The Eurogroup opens today in Dublin, the meeting between the finance ministers of the European Union which will also continue tomorrow. Above all, they will be at the center of the meeting the rescue of Cyprus and the banking union project which, after so many proclamations, needs to take shape as soon as possible, despite the fact that the negotiations in this regard promise to be complicated. 

As far as Cyprus is concerned, however, Nicosia must in fact find another 6 billion euros, to add to the 7 billion already foreseen and the 10 of international aid: the size of the island's bailout has increased after the audit of the accounts carried out by the EU Commission. The first steps it will have to take are the restructuring of old debts, a further fiscal crackdown and the sale of gold reserves. Everything will then have to be examined by the EU and in particular by Germany. 

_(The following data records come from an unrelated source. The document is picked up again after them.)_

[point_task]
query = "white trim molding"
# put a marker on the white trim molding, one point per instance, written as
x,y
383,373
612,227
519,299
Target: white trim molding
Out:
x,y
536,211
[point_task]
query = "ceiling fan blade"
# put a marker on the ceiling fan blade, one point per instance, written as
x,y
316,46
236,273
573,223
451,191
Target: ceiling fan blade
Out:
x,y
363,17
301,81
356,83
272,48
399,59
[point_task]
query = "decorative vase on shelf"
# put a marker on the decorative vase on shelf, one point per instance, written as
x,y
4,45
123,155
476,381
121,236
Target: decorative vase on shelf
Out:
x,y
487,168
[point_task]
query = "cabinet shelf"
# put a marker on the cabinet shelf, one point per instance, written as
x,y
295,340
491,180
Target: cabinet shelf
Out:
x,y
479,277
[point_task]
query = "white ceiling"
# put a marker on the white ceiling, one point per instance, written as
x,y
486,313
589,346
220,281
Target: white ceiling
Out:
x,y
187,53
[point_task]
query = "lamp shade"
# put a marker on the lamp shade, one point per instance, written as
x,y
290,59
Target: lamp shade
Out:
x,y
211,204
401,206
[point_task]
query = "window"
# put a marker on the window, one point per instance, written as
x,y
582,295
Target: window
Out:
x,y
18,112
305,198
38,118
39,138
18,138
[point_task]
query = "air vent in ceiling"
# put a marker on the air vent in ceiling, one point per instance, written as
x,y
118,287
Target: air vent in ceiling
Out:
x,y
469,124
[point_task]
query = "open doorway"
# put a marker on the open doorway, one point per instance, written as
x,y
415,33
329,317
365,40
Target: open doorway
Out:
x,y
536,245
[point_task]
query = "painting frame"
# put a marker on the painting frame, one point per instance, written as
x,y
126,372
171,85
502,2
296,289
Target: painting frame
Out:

In the meantime, however, they are expected two more years of recession for the island, which in the next two years will see its GDP contract by 12,5%, while banking operations have resumed, albeit with some limitations.

The other major issue on the table, as mentioned, is that of the European banking union. On the table is the proposal to transfer banking supervision from member states to the European Central Bank. At the end of March, Germany blocked an agreement that seemed to have been made, raising four points that still need to be clarified, among which the request for a clear separation between monetary policy and credit supervision stands out. 

To undermine the idea of ​​a banking union, they are the internal drives towards an ever greater national discretion: the Cyprus case, as well as other similar cases, according to some European leaders, "justifies the choice of some countries to go their own way when it comes to protecting their investors or account holders". The serious risk, therefore, is that of a very inhomogeneous community project, if not even meaningless.